In this blog post we present a concept that can be utilized in Network Forensics – a tool that captures raw network data and Endpoint Forensics, recording raw information on operating system events. In the case described below, we queried the Endpoint Forensics data in order to examine Windows process executions, with command-line parameter that were executed from Roaming sub-directory
process.image.path == “*\roaming*” && process.commandline == “*”
The above query resulted in more than 2000 events, for one week of data. As this is not a scalable number of events for an analyst to examine, we can narrow it down by grouping specific fields for examination, for example:
- Command-line parameter: analyzing the parameters while searching for suspicious commands and then filtering out results based on attributes such as image path and endpoint, assists in triaging suspicious behavior
Example of Telegram updater process events
- Image name: inspecting the image name for an unfamiliar executable in combination with the uniqueness attributes
Example of Spotify process events
Grouping the results by process name narrowed down over 2000 events to 47 groups. Now we can focus on investigating the 47 unique process names, starting from the groups with the lowest count of unique events, to quickly notice a suspicious event:
- Process named Firewall.exe executed from a folder named Javaxa within the Roaming directory and a file named Firewall, within the same folder as a command-line parameter. From an analyst perspective, the combination of these indications raises several red-flags.
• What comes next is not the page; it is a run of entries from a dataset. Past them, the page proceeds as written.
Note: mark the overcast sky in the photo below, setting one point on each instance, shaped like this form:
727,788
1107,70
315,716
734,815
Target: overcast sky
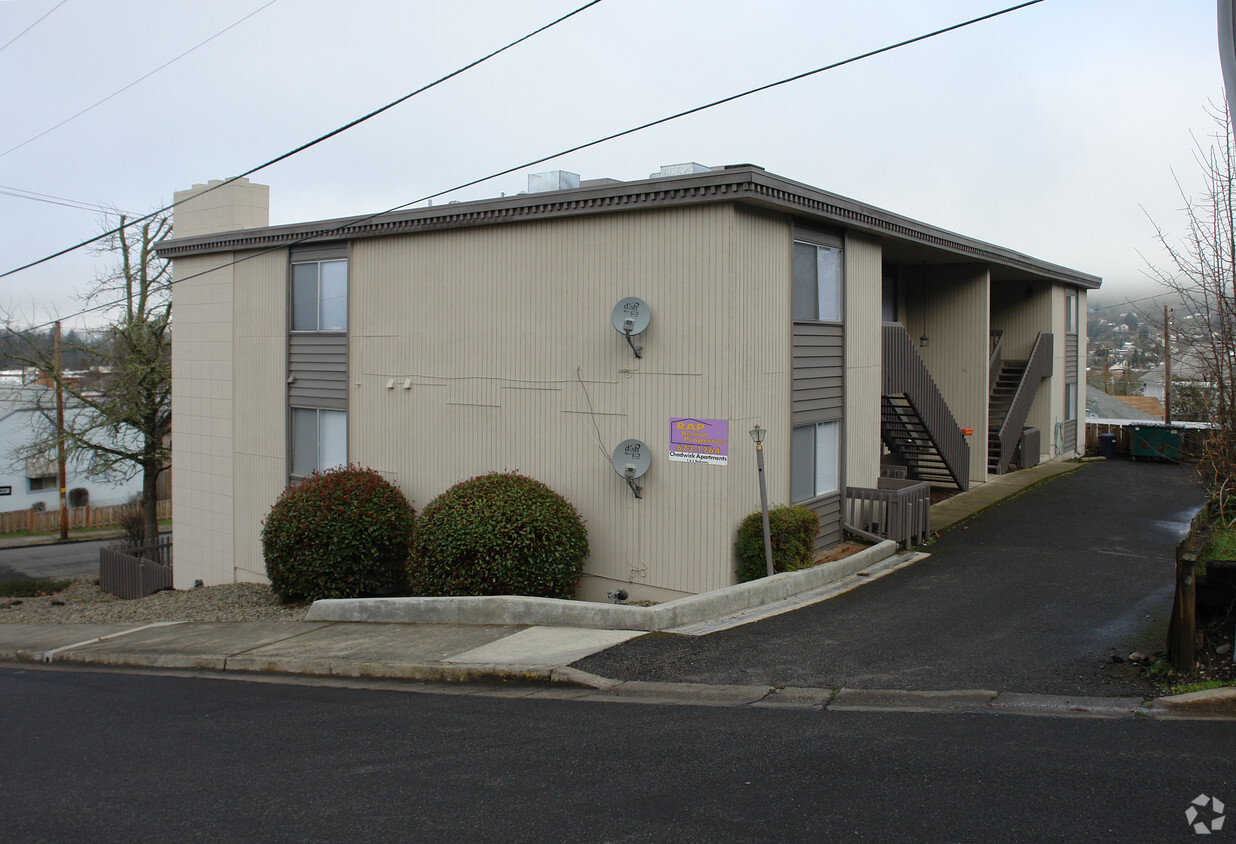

You can learn more about what we uncovered during the complete analysis of the malicious process in our blog post Breaking down builder-encrypted RAT.
TPS automatically creates a ‘profile’ for each investigated entity (such as endpoint, domain, process, file etc). The profile summarizes all the important events that are related to the entity in a statistical approach, which drastically reduces the analyst investigation time by providing the necessary data for understanding the entity. In our case, we utilized this feature to conclude that this behavior, is indeed malicious:
Process investigation using profiling
Based on the above data, we can quickly notice several suspicious indicators like parent-child relationships, which heavily suggests that RegSvcs.exe executes malicious code. The analyst can now dig-in and analyze the related events within the profile, in order to extract more indicators. In our case for example, we examined the unusual amount of create and delete file events by querying those events from the profiler, which will redirect us to the Endpoint Forensics tool:
File event analysis based on process profile
Now it is visible that the process creates and deletes the same file, named after the victim`s user-name within the Temp directory – definitely an additional suspicious indicator. Since the Profiler feature is displayed as a widget, the analyst can now continue and examine additional data provided by the entity profile.